I really am still alive. And the mushrooms ARE growing (photos to follow…) But tonight is the first time I’ve had in a good bit to slow down and catch up on blogs I like to read.
So, browsing and reading tonight, I came across this (from Tim Chester’s blog – h.t. Finding Grace). It said something I’ve tried to express often, about the difference between service and connectedness. (I tried to express it in a conversation today, and did so poorly. I really SHOULD limit myself to the written word, I think…)
Serving and giving of oneself… The two are related, in the best instances, of course. But sometimes we miss the mark when our “serving” convinces us that we’ve “gotten it done” in terms of caring for one another, and when our serving blinds us to the deeper needs of community and fellowship. Here’s how Tim Chester put it:
We think we are enacting grace if we work among the poor, if we serve them. But we are only half way there. It is not really grace because we still act from a position of superiority. We think we are humble when we serve. But we have missed the dynamic that is going on. What we really proclaim is that we are able and you are unable. I can do something for you, but you can do nothing for me. Think how different the dynamic is when we sit and eat with someone. We meet as equals. We share together. We behave as friends. We affirm one another and enjoy one another.
That’s how I wish I had thought to put it, today…

“It is not really grace because we still act from a position of superiority.”
So is God’s grace not grace because He acts from a position of superiority?

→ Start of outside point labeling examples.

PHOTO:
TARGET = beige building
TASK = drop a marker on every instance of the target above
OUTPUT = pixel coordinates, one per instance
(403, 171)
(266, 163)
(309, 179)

The conclusion is sound — we need to serve with an attitude of humility — but that doesn’t necessarily demand egalitarianism.
Well, I guess to me the key there would be GOD acting from a position of superiority, which HE has a right to do, and I don’t.
I think, in the spirit in which I understood this, the author has a good point: serving, in terms of “doing stuff for” can be (though isn’t always) an escape from really being involved with deeper needs. Sometimes the giving and doing can get in the way of the opportunities we have for the gospel.
I find it instructive that while Christ washed his disciples feet, he did so in the context of preparing to sit down and dine with them and spend time with them. In every sense, he modeled what it looks like to NOT act from a position of superiority, even when he had every right to do so.
Well said! And thanks for stopping by.